El periodista enmudeció. Las víboras anidaban en los lugares más insospechados.
—Esto no va a ser fácil. Será mejor que nos lo metamos en la cabeza, amigo mío —prosiguió el editor en tono pausado y grave—. Es cierto que quien golpea primero golpea dos veces; pero no esperes que esto sea un paseo primaveral. Hace cuatro días me entrevisté con Tony Blair. Una reunión larga, en Downing Street. Como comprenderás, ha tenido que informar a la Reina de la que se avecina. Me ha llamado esta mañana, intranquilo. Hay mucho malestar, muchos nervios. Gente influyente, poderosa, de círculos próximos a los Windsor, se verá salpicada en mayor o menor medida. Thule reaccionará, se defenderá con uñas y dientes.
—Entiendo.
—Deberás seguir oculto durante bastante tiempo, hazte a la idea.
—No me importa. Llegaremos hasta el final —zanjó rotundo el periodista—. Además, ¿quieres que te diga una cosa, Roger?
—Sí. Claro.
—No te lo vas a creer, pero te juro que uno se acostumbra a no tener que afeitarse cada día —aseguró en medio de una gran carcajada.
Darden colgó. Su mirada tropezó con las de Eilert y Elke.
—¿Algún contratiempo? —indagó el biólogo expectante.
—No. El Führer y su pandilla de asesinos se revuelven en sus tumbas. Y todo es llanto y crujir de dientes. A muchos no les llega la camisa al cuello. Tendremos una buena guerra, Eilert —afirmó Simon con ánimo enardecido—. Y la ganaremos.
Lang examinó la interminable relación de correos. Le llamó la atención el modo curioso en que Darden había rellenado el campo referido al asunto de algunos de los mensajes.
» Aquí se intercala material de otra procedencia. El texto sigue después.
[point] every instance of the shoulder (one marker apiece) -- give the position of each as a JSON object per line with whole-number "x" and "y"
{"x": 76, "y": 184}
—¿«Historia secreta de Edwin Drake,
la Plomada
»? —preguntó enarcando una ceja.
—Necesitaba quitarme esa espina —afirmó Simon abriendo el correo—. Escuchad: Edwin Drake. Setenta años. Presidente de la World Health Company de Nueva York. Nombre en clave: la Plomada. Ocupa el sitial número 14 de Última Thule América, organización nazi. Nació en Alemania en 1938 en uno de los centros Lebensborn creados por Heinrich Himmler, destinados a asegurar la pureza racial aria y la élite de futuros dirigentes del partido. A los seis años, en marzo de 1944, salió del país junto a muchos otros. Acogido por la acaudalada familia argentina Elizondo Molina, vivió en Buenos Aires. Completó su formación en la Base 211, creada por el almirante Dönitz en la Tierra de la Reina Maud, en el norte del continente antártico. A los diecinueve años fue adoptado por John Reginald Drake, potentado vinculado a la extrema derecha estadounidense. Es miembro del séptimo círculo de Última Thule desde 1981. Próximo a la familia de George W. Bush. Se adjuntan cinco documentos que prueban su participación en operaciones de tráfico de armas, blanqueo de capital y distribución de drogas.